Sekarang, Zahra yang telah bekerja di salah satu rumah sakit besar di kotanya, hanya memiliki waktu saat senja. Apalagi, saat ini, Zahra juga sedang menyelesaikan pendidikan spesialis bedah. Hal ini menuntut waktu Zahra untuk seharian berada di ruang operasi rumah sakit. Zahra sedang menyelesaikan thesis. Jadi, beberapa tindakan operasi tidak bisa ia lewatkan.

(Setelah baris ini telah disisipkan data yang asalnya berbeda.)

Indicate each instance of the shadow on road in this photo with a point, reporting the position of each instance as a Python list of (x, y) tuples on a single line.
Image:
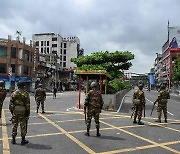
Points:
[(38, 146)]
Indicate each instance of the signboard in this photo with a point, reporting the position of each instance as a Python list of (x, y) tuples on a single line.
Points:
[(174, 32)]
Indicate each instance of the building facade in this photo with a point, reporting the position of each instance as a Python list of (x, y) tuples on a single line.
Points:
[(17, 63)]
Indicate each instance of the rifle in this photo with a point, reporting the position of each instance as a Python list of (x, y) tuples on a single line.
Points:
[(153, 108)]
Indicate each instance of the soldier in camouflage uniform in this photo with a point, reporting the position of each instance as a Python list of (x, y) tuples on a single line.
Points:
[(40, 97), (92, 106), (138, 103), (162, 103), (3, 93), (20, 109)]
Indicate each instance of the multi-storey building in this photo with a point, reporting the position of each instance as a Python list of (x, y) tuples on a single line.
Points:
[(17, 62), (55, 52)]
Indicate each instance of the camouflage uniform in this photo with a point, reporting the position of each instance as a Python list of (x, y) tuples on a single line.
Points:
[(138, 95), (3, 94), (162, 104), (93, 104), (20, 109), (40, 96)]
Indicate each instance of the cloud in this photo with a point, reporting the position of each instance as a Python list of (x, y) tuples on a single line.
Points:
[(127, 25)]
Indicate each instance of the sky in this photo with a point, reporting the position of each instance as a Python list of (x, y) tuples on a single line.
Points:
[(138, 26)]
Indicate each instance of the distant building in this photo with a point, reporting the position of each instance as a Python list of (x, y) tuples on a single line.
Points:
[(17, 62)]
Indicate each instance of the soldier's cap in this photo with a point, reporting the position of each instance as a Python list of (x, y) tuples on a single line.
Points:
[(93, 84), (1, 83), (21, 83)]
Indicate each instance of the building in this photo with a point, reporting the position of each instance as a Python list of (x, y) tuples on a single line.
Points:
[(55, 53), (17, 63)]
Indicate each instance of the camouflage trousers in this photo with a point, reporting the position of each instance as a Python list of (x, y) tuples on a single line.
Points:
[(1, 105), (16, 120), (138, 112), (38, 102), (159, 111), (93, 113)]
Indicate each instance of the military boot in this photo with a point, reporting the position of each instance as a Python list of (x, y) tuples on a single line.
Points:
[(98, 134), (13, 141), (87, 133), (23, 141)]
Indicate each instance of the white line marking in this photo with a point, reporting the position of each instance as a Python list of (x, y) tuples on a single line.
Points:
[(156, 105)]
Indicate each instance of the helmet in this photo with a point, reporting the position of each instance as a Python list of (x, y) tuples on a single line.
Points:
[(40, 85), (21, 84), (1, 83), (93, 84)]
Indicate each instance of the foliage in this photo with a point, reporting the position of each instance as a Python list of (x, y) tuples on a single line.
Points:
[(112, 62), (176, 70), (117, 85)]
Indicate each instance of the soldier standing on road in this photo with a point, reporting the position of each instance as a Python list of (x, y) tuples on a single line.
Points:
[(93, 105), (139, 103), (162, 103), (3, 94), (40, 97), (20, 109)]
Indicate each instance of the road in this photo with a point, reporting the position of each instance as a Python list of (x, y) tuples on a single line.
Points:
[(61, 129)]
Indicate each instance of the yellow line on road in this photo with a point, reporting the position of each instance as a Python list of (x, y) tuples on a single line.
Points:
[(6, 149), (142, 138), (139, 148), (68, 135)]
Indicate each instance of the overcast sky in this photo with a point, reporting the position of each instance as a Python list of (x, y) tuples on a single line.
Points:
[(139, 26)]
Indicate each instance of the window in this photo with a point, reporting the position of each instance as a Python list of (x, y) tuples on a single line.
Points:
[(3, 52), (47, 43), (64, 45), (26, 55), (54, 45), (48, 50), (64, 58), (54, 39), (64, 64), (26, 70), (13, 68), (37, 43), (13, 53), (2, 68)]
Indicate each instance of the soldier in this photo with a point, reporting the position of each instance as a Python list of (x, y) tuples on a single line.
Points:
[(3, 93), (93, 105), (40, 97), (20, 108), (138, 103), (162, 103)]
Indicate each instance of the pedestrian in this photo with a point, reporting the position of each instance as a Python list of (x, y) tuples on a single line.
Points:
[(138, 103), (92, 107), (20, 109), (40, 97), (162, 103), (54, 92), (3, 94)]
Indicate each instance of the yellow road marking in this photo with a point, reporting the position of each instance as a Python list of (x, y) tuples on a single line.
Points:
[(6, 149), (142, 138), (139, 148), (68, 135)]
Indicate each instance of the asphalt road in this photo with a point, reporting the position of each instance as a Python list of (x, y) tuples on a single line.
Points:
[(61, 129)]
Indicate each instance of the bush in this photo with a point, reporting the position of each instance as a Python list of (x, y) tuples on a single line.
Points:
[(117, 85)]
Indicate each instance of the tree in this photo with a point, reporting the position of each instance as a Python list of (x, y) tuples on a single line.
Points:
[(112, 62), (176, 70)]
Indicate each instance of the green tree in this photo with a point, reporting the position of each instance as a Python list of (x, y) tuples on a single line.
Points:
[(176, 70), (112, 62)]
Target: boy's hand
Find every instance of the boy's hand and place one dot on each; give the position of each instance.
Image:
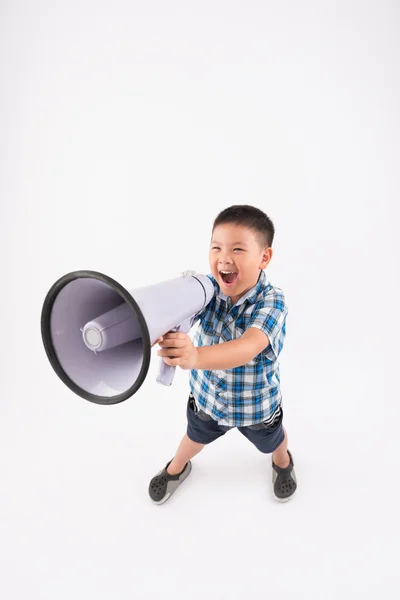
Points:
(178, 351)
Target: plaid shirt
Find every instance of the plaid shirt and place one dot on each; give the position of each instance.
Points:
(251, 393)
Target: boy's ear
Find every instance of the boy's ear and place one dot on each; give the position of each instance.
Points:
(266, 257)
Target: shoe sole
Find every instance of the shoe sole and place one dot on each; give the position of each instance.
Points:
(185, 474)
(282, 500)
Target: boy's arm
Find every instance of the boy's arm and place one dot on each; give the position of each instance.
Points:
(229, 355)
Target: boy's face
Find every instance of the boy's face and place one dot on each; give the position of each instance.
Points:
(236, 250)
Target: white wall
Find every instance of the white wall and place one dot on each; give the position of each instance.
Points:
(125, 128)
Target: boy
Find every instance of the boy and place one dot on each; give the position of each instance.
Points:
(235, 381)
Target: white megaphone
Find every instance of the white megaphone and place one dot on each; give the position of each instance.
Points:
(98, 336)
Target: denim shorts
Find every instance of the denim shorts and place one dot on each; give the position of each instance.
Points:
(201, 428)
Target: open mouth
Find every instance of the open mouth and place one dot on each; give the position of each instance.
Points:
(228, 277)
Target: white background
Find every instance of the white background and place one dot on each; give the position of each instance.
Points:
(125, 128)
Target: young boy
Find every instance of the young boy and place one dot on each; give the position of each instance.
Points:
(235, 380)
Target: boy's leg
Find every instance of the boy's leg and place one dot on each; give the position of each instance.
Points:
(280, 456)
(186, 450)
(202, 430)
(272, 439)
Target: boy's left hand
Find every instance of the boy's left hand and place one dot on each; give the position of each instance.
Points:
(178, 351)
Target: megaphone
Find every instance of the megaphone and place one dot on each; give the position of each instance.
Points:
(98, 336)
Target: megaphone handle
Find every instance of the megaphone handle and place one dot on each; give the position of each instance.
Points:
(166, 372)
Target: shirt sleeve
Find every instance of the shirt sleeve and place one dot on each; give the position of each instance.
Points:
(270, 317)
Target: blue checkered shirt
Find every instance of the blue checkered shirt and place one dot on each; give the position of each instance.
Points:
(251, 393)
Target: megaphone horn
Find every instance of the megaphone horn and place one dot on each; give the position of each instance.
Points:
(98, 336)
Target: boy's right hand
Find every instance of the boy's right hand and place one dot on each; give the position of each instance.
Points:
(157, 341)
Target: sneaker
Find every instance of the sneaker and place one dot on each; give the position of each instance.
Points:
(163, 485)
(284, 481)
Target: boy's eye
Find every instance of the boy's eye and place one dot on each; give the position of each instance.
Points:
(216, 248)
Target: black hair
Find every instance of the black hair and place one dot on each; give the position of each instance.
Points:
(251, 217)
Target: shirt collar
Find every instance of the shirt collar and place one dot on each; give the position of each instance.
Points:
(250, 296)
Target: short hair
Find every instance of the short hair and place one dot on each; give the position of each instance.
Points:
(251, 217)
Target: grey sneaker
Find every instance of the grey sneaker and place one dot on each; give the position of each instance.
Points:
(284, 481)
(163, 485)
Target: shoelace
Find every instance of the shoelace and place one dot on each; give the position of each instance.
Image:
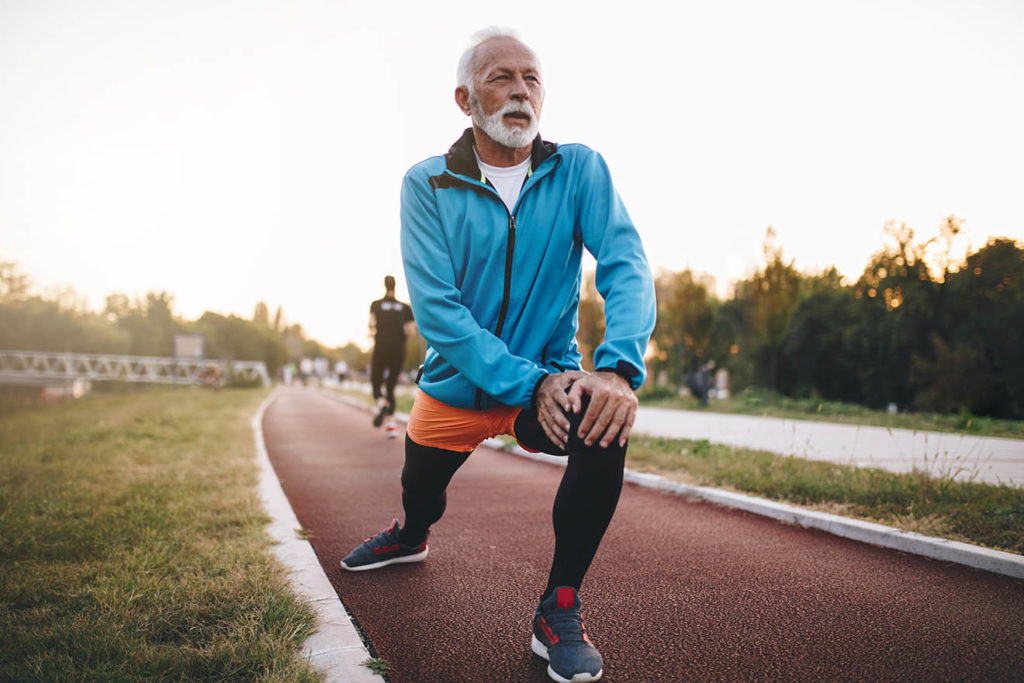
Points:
(567, 625)
(381, 538)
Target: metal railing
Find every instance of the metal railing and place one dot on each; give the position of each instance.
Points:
(40, 367)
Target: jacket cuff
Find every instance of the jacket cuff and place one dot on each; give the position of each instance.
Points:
(624, 370)
(537, 388)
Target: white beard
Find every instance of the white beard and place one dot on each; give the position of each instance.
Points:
(494, 125)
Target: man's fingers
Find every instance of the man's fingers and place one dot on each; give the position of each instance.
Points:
(554, 423)
(615, 426)
(576, 397)
(591, 416)
(624, 435)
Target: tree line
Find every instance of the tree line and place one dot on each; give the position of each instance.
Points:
(920, 327)
(146, 326)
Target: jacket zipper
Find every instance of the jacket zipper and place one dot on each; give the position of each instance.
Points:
(478, 397)
(510, 246)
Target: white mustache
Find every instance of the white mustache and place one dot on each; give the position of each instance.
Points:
(517, 108)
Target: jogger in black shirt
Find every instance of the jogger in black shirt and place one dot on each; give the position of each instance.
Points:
(390, 322)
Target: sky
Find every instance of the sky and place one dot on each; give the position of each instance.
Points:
(236, 152)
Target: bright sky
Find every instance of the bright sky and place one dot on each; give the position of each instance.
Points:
(231, 152)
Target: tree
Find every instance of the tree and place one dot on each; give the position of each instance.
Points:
(817, 346)
(686, 313)
(768, 300)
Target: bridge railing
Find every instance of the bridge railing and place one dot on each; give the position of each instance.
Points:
(36, 367)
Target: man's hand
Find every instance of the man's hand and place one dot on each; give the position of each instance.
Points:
(611, 412)
(553, 402)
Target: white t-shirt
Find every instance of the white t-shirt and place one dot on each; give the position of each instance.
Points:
(506, 179)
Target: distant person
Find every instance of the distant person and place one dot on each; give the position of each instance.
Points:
(341, 370)
(493, 235)
(390, 323)
(700, 382)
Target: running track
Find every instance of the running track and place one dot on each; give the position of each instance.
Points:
(680, 590)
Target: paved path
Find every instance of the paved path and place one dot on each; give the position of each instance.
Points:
(984, 458)
(681, 590)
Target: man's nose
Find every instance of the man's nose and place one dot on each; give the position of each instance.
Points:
(519, 88)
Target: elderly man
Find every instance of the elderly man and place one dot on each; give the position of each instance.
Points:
(492, 239)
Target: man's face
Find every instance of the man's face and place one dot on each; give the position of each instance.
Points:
(507, 93)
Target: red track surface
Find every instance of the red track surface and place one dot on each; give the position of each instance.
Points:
(680, 590)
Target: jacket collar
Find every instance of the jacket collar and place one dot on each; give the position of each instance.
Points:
(460, 158)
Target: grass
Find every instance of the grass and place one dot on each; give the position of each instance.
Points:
(768, 403)
(132, 544)
(972, 512)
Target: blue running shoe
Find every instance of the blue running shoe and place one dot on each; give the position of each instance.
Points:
(383, 549)
(560, 638)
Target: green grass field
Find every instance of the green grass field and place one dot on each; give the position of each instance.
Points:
(132, 544)
(971, 512)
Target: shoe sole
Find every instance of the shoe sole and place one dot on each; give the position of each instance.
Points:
(418, 557)
(542, 651)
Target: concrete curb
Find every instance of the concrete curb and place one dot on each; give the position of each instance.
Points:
(336, 648)
(996, 561)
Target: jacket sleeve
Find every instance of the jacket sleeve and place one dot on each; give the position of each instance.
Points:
(623, 275)
(442, 319)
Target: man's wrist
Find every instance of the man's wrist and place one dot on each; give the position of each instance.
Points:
(616, 373)
(537, 390)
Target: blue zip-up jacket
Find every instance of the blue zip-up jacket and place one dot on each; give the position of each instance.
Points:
(496, 293)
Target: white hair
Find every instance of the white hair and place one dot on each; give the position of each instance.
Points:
(467, 66)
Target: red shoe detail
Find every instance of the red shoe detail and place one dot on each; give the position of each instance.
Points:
(552, 638)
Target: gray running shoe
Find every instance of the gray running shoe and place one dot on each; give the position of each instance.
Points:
(560, 637)
(383, 549)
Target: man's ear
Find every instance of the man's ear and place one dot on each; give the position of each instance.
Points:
(462, 99)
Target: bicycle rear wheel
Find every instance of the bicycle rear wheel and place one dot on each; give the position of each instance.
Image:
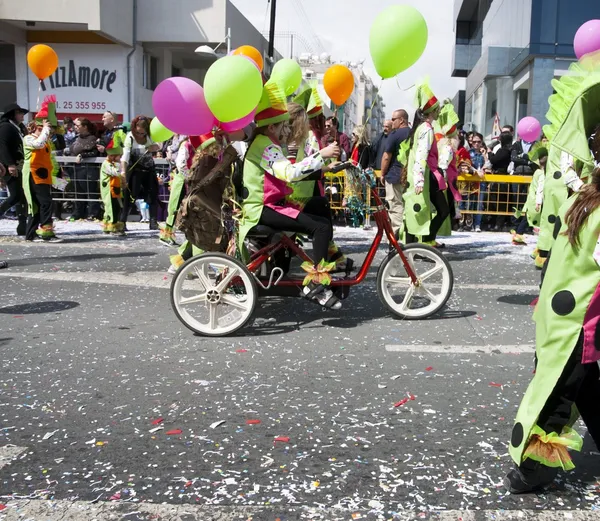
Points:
(213, 294)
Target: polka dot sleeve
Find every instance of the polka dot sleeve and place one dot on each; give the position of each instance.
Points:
(275, 163)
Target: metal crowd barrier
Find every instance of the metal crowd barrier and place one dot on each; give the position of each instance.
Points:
(493, 195)
(83, 179)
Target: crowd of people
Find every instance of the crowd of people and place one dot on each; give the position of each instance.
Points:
(271, 174)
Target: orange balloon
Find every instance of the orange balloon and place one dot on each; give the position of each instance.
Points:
(42, 60)
(338, 83)
(252, 53)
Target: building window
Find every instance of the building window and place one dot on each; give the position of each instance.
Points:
(8, 74)
(150, 72)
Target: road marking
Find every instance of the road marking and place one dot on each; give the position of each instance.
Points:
(462, 349)
(9, 452)
(160, 279)
(500, 287)
(148, 279)
(122, 511)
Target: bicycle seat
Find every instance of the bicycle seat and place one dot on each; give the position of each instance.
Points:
(262, 231)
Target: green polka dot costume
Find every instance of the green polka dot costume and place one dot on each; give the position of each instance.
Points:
(569, 304)
(574, 113)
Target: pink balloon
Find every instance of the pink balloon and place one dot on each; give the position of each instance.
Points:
(180, 106)
(232, 126)
(529, 129)
(587, 38)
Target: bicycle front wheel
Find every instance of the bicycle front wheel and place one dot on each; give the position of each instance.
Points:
(413, 301)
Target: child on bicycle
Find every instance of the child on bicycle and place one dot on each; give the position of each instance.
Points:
(567, 376)
(267, 177)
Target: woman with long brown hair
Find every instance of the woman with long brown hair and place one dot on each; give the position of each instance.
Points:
(567, 349)
(137, 165)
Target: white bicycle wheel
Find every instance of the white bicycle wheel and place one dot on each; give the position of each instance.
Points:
(429, 295)
(213, 294)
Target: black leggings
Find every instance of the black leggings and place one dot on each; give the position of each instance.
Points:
(16, 195)
(579, 385)
(42, 198)
(439, 200)
(141, 183)
(316, 225)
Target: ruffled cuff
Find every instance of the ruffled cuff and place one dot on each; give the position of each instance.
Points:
(551, 449)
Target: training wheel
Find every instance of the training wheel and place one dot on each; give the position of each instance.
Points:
(213, 294)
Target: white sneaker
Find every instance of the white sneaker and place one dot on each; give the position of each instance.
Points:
(323, 297)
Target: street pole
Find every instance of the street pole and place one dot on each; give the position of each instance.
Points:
(272, 30)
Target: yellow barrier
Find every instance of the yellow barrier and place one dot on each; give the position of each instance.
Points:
(495, 194)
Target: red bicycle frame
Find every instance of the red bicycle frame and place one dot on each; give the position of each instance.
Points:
(384, 224)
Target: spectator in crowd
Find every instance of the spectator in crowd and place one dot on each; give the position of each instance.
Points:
(470, 136)
(522, 166)
(477, 159)
(379, 145)
(497, 144)
(58, 140)
(138, 166)
(502, 157)
(70, 134)
(361, 149)
(109, 122)
(87, 176)
(500, 161)
(391, 169)
(463, 158)
(11, 157)
(333, 135)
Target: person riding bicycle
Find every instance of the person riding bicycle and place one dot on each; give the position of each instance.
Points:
(266, 178)
(303, 143)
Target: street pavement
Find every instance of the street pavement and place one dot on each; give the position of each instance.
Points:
(112, 409)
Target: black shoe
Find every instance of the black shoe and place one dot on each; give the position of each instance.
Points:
(22, 226)
(529, 478)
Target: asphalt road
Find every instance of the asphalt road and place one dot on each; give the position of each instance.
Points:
(109, 404)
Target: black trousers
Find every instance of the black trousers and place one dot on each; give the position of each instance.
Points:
(116, 209)
(141, 184)
(42, 198)
(579, 384)
(318, 226)
(440, 202)
(522, 225)
(16, 196)
(87, 186)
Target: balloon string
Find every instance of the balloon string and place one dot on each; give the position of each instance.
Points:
(37, 105)
(373, 104)
(398, 85)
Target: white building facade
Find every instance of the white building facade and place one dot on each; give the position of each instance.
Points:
(365, 105)
(113, 53)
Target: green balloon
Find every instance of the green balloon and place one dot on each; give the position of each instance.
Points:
(232, 88)
(288, 74)
(158, 132)
(398, 39)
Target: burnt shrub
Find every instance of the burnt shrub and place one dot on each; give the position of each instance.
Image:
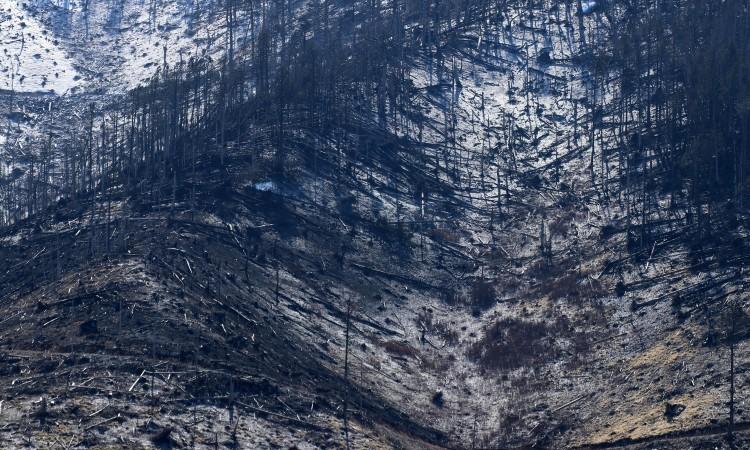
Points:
(400, 349)
(482, 294)
(512, 343)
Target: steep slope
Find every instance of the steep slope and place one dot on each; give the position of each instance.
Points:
(453, 274)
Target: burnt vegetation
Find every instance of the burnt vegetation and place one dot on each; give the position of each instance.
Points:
(281, 206)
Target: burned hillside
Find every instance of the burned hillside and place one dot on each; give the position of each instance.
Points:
(357, 224)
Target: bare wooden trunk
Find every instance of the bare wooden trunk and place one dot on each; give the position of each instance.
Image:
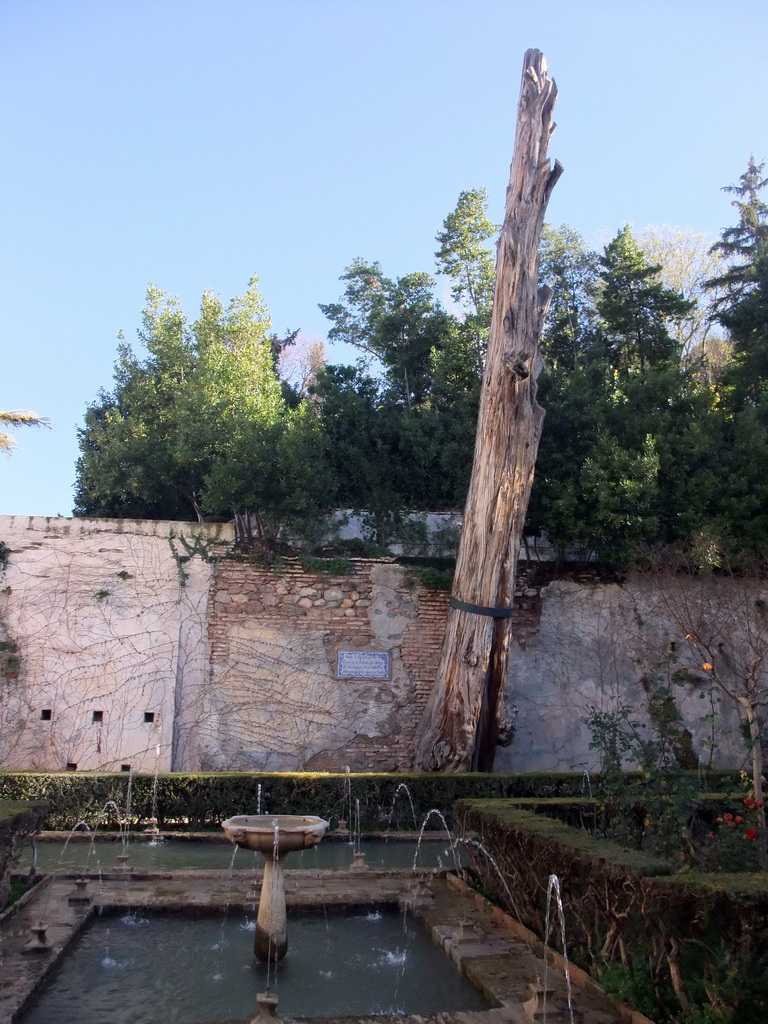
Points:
(461, 723)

Begitu pun Abu. Ia tidak bisa melewatkan senja tanpa Zahra. Menunggu gadis cantik berhijab itu pulang, adalah rutinitas baru Abu saat senja. Bahkan, ia rela membawa serta tulisannya. Ia tetap sempatkan untuk menulis sembari menunggu datang bayangan bidadari hatinya. Seperti kata penulis idolanya, Abu percaya bahwa segala hal yang ia inginkan, menuntut hal lain untuk ia korbankan.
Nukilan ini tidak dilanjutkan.